One PRF treated teeth showed signs of canal calcification/obliteration. While three teeth from the BC scaffold showed obliteration of some of the canal spaces. Undesirable outcomes in revascularization/revitalization is partial or complete obliteration of the pulp canal, with the precise mechanism for the calcification is unknown.⁴³ Osteoinductive capacity of MTA could be the cause.⁴⁴ Canal calcification might be a factor in crown discoloration. In addition, it might create difficulties for future root canal treatment if required.
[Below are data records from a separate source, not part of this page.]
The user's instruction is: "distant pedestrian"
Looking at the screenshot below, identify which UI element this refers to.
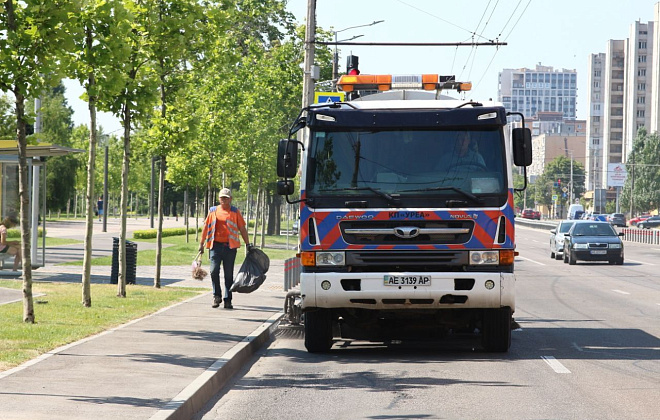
[96,196,103,222]
[199,188,252,309]
[0,217,21,271]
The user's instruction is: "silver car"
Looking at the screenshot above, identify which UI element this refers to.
[550,220,575,260]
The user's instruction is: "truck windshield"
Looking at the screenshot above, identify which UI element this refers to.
[306,129,507,203]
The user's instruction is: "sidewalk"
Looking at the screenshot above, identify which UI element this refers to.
[0,221,286,420]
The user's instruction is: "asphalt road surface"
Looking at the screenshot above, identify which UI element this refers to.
[198,227,660,420]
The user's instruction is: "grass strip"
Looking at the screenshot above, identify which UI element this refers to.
[0,280,206,371]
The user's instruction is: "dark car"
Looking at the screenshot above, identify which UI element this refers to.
[564,220,623,265]
[637,216,660,229]
[607,213,626,227]
[628,214,651,226]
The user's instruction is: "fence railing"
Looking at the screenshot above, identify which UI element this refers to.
[621,228,660,245]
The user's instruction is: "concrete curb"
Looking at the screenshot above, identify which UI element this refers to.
[150,312,284,420]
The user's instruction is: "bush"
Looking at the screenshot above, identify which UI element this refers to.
[133,227,202,239]
[7,228,44,239]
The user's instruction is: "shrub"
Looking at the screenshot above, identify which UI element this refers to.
[133,227,202,239]
[7,228,44,239]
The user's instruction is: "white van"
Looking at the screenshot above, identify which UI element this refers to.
[568,204,584,220]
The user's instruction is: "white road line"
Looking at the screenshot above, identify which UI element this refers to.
[626,258,655,265]
[518,255,545,265]
[541,356,571,373]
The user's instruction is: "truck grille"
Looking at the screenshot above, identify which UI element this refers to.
[340,220,474,245]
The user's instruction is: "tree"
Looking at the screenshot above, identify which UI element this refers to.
[70,0,132,307]
[0,0,76,323]
[528,156,584,213]
[621,127,660,217]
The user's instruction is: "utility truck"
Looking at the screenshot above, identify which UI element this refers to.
[277,74,532,352]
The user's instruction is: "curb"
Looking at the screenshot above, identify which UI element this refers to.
[150,312,284,420]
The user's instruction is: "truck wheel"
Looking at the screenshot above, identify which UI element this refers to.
[481,307,511,352]
[305,309,332,353]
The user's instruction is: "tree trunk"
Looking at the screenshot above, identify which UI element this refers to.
[252,183,261,244]
[259,186,268,248]
[14,89,35,324]
[82,49,97,308]
[117,100,131,297]
[154,156,166,288]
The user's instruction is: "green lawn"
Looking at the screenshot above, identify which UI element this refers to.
[0,280,206,371]
[66,234,298,266]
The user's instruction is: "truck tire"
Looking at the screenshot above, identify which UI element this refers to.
[305,309,332,353]
[481,307,511,353]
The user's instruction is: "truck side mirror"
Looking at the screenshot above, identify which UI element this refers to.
[277,139,298,178]
[277,179,294,195]
[513,128,532,166]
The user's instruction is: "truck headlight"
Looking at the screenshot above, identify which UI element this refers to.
[316,251,346,266]
[470,251,500,265]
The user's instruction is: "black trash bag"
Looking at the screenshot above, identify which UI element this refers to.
[230,248,270,293]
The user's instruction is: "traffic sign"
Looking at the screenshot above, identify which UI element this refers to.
[314,92,346,104]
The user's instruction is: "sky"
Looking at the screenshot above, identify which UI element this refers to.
[65,0,656,133]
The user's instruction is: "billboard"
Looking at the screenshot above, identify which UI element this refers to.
[607,163,628,187]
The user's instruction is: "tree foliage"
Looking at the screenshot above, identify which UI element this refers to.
[620,127,660,213]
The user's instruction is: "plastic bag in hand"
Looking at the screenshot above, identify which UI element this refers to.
[230,248,270,293]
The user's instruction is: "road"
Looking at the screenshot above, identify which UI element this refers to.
[193,227,660,420]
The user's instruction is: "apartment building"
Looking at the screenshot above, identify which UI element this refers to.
[585,18,660,190]
[497,63,577,119]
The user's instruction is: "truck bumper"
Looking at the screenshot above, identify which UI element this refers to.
[300,272,515,311]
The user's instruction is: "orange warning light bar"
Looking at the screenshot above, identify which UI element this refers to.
[337,74,472,92]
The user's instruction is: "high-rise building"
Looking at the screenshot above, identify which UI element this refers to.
[585,18,660,190]
[497,63,577,119]
[584,53,606,190]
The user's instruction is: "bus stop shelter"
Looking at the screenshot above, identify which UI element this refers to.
[0,140,84,275]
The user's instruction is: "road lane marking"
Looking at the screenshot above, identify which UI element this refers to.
[612,289,630,295]
[518,255,545,265]
[626,258,655,265]
[541,356,571,373]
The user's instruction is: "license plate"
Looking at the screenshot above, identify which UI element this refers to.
[384,274,431,286]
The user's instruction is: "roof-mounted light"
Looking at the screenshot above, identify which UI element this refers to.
[337,74,472,92]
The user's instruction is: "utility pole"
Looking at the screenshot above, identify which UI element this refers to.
[302,0,316,108]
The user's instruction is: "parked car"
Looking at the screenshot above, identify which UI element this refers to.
[520,209,541,220]
[637,216,660,229]
[564,220,623,265]
[607,213,626,227]
[628,214,651,226]
[550,220,575,260]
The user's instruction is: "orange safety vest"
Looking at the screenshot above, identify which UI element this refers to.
[202,206,241,249]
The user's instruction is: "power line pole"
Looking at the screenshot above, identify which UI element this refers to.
[302,0,316,108]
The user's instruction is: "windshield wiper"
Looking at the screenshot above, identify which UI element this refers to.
[319,187,398,201]
[401,186,484,204]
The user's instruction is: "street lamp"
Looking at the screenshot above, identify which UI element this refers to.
[332,20,385,86]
The study showed increase bone density by time in both groups. However, the mean of the increase of bone density in the PRF group is greater than that of BC group for all time points. This difference is statistically significant. This finding is in consistent with Prabhakar et al.³¹ and Sharma and Mittal.³² These results could be explained by constant release of signaling molecules, improving the enrolment, retention, and proliferation of undifferentiated mesenchymal and endothelial cells from the periapical area. It encourages collagen production. It also outputs anti-inflammatory agents (ANTES/CCL5) (regulated upon activation, normal T-cell expressed, and secreted, a protein classified as a chemotactic cytokine or chemokine) that controls the local inflammatory response and improves soft- and hard-tissue wound healing.⁴⁵

The decrease in apical diameter in the PRF is greater than that of BC group for all time points. This difference is statistically significant. This is in agreement with Prabhakar et al.³¹ and Sharma and Mittal.³² Platelet-rich fibrin functional theory is stimulating stem cell proliferation and higher expression of osteoprotegerin proteins and alkaline phosphatase. These proteins are usually identified as odontoblast differentiation markers.⁴⁶

Conclusion

For necrotic permanent teeth, with open apex RET using PRF is a desirable substitute to BC and shows excellent 12-month prognosis. Though PRF gives better results compared to BC, it requires blood withdrawal from the child which might be difficult in needle phobic children.

Recommendations

• Regenerative endodontic techniques should be the prime treatment in children with necrotic permanent teeth with open apex as it displays excellent results.

• While deciding to perform regenerative endodontic procedure, PRF should be the target treatment as scaffolding material when compared with BC.

Limitations

• Pulp blood supply should have been assessed which was performed by laser Doppler flowmetry and pulse oximeter.

• Histological assessment of intracanal formed tissue could not be assessed due to ethical reasons.